Il faudra aussi réfléchir à simplifier davantage le paysage de l’intervention territoriale de l’État, pour tendre vers le guichet unique. En attendant, une coordination renforcée entre la nouvelle agence et l’Agence de l’environnement et de la maîtrise de l’énergie, l’Ademe, l’Agence nationale pour la rénovation urbaine, l’ANRU, l’Agence nationale de l’habitat, l’ANAH, la Caisse des dépôts et consignations et les agences régionales de santé devra être mise en place.
Je tiens à souligner les améliorations substantielles apportées au texte par le Sénat et l’Assemblée nationale s’agissant de la transparence et du fonctionnement de l’agence, de la parité dans les instances de gouvernance, de la prise en compte des territoires les plus fragiles ou encore du soutien au réseau d’associations dans tous les territoires.
La réussite de l’agence dépendra essentiellement de la représentation des élus locaux au sein de ses instances. Ils devront pouvoir contribuer directement aux choix stratégiques : c’est le point essentiel !
Il est regrettable que les discussions aient échoué en commission mixte paritaire sur la question de la gouvernance, alors même que les élus locaux sont le mieux à même de savoir ce qui convient pour leurs territoires.
Il existe bien un désaccord de fond entre les sénateurs, qui ont souhaité que le conseil d’administration de l’ANCT soit constitué, à parité, de représentants de l’État et du personnel de l’agence, d’une part, et de représentants des élus locaux, d’autre part, et les députés, qui entendent que l’État ait la majorité dans cette instance, parce que l’agence sera une institution nationale publique, financée par l’État.
Le Sénat a fait un pas important en proposant de permettre à l’État, malgré la parité, d’opposer un veto à une décision qui n’irait pas dans le sens qu’il souhaite, mais ce fut en vain !
Quant à la proposition de l’Assemblée nationale de permettre une seconde délibération en cas de blocage, elle ne saurait être satisfaisante. Le fait qu’il soit le financeur ne peut justifier que l’État ait le dernier mot.
Il est regrettable que le Sénat ne soit pas entendu sur ce point, pourtant fondamental pour la bonne relation entre les collectivités territoriales et l’État. Il est évident que la République ne peut pas fonctionner sans une collaboration étroite entre l’État et les collectivités locales.
Le groupe Les Indépendants – République et Territoires soutient la position de la commission sur la question de la gouvernance de l’agence. (Applaudissements sur les travées du groupe Les Indépendants – République et Territoires, ainsi que sur des travées du groupe du Rassemblement Démocratique et Social Européen et du groupe Union Centriste.)
M. le président. La parole est à Mme Françoise Cartron.
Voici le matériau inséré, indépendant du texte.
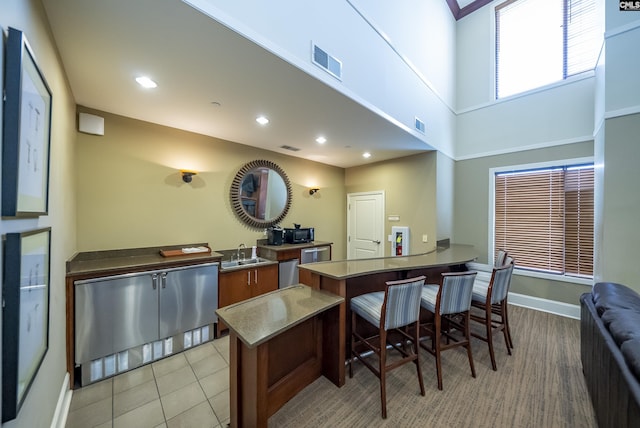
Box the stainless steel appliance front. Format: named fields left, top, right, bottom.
left=75, top=263, right=218, bottom=383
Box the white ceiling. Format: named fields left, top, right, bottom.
left=42, top=0, right=464, bottom=168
Mme Françoise Cartron. Monsieur le président, monsieur le ministre, monsieur le rapporteur, mes chers collègues, nous examinons ce matin la proposition de loi portant création d’une Agence nationale de la cohésion des territoires telle qu’adoptée en nouvelle lecture à l’Assemblée nationale le 21 mai dernier. La commission mixte paritaire avait abouti à un accord sur le texte organique, mais échoué sur la proposition de loi ordinaire.
L’Agence nationale de la cohésion des territoires doit constituer pour les élus un guichet unique, simple et efficace, permettant de soutenir les projets des collectivités territoriales – une agence au service des projets, donc !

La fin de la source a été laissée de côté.